Diâmetros
a Maria Lucia Merola
Outra vez, antes de amanhecer
recolhi na toalha de mesa esquecida ao relento
a fria claridade bordada no tecido das constelações
que luziam cúmplices o cobalto da galáxia o tempo todo
enquanto eu dormia.
...umidade traduzida numa bênção...
Cedo, o firmamento é como um rosto mais próximo de estrelas
que um beijo íntimo mergulha no azul profundo antes de acordar o dia:
o amado a despedir-se...
As flores perto, frescas ainda do ar noturno,
revelações cósmicas de orvalho
vivendo o imediato necessário
para captar seu tempo de cor numa aquarela fugaz
enquanto o universo continua a respirar eternidade
numa abóbada ilusória onde tudo é igual,
onde tudo se respira em matemáticas diferentes
sem qualquer medida.
Um homem se ergue perante o Absoluto
e vê o mistério tornar-se aparente numa redoma que se quebra.
O que está acima é igual ao que está abaixo
e nosso xadrez, inequação de fórmulas obtusas
multiplica-se entre regras e chão.
Olhei um último fio de noite que vibrava
com a lua em pleno zênite demarcando a neon
seu compasso gelado, claro e amplo nas pedras do jardim:
ogiva refletida
Rápido, o fim de um astro riscou o céu por faísca de segundos
no corisco definitivo de um sorriso:
tetos de Da Vinci, coração do poema.
Quem teria visto esse trajeto além de mim,
testemunha quieta do sereno que não traguei durante o sono
apenas para despertar agora em rastro luminoso
e receber a resignação do movimento ômega
de um corpo celeste incidindo direto no meu peito
num percurso de sol em apótemas.
Fria claridade.
Desde então aprendi a cantar com o silêncio.
Notas criadas a partir do nada me trouxeram lições apreendidas
por itinerários de deserto sem provisões, quando caminhei em círculos,
considerando que a meta era atingir o núcleo da esfera
sem saber a dimensão do meu através:
plano que não chegara a sólido em percepções.
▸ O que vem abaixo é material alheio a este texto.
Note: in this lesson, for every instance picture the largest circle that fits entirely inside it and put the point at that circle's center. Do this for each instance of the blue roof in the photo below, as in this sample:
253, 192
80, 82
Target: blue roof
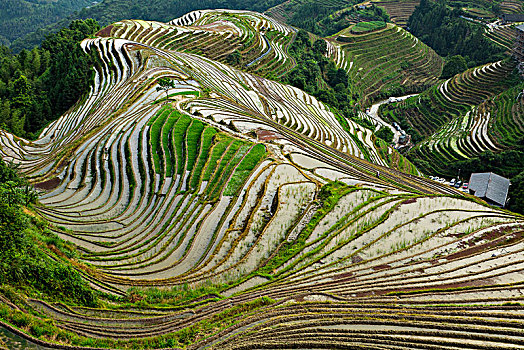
490, 186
Apanhei da areia cada maná que a voz de Deus me respondeu em pérolas
e sua compreensão, como a manhã que veio depois
velada num anel de ouro
pela neblina do dia.
O alcance da percepção do sol enquanto esfera
e que nos atinge como um plano de fogo suspenso em enigma de luz
é apenas um símbolo das leis de espaço e tempo
que nossa tradução não corrige nem conjuga.
Hipótese tímida de uma trena que só aprendeu
a rota que vai da extremidade ao centro,
escuro jugo que não se permite percorrer diâmetros
porque não ousa quebrar o espelho de miragens do raio.
Teoremas...
o perfume das flores tem mais verdades
que todos os postulados de Euclides
...vi uma estrela cadente entrando no meu peito
como flor que as cores dramáticas do outono
estabelecem em vermelhos na paisagem das folhas...
A nudez das árvores, que começam a se despir
para renascerem depois,
além da perspectiva alcançável numa estação apenas,
é
só uma passagem.
Olho para o jardim florido sem questões
e lembro da cicatriz do verão em sacrifícios para as pétalas
e de como nascer ou brotar
era quase um milagre de dor sem precedentes:
tatuagem exposta nevrálgica na pele da terra.
Nirvana de estrela no ninho do meu peito,
amado que chega: beijo de encontro.
Epifania dos sentidos.
Medidas que nossos cálculos não preveem,
intensidades que nosso padrão não alcança.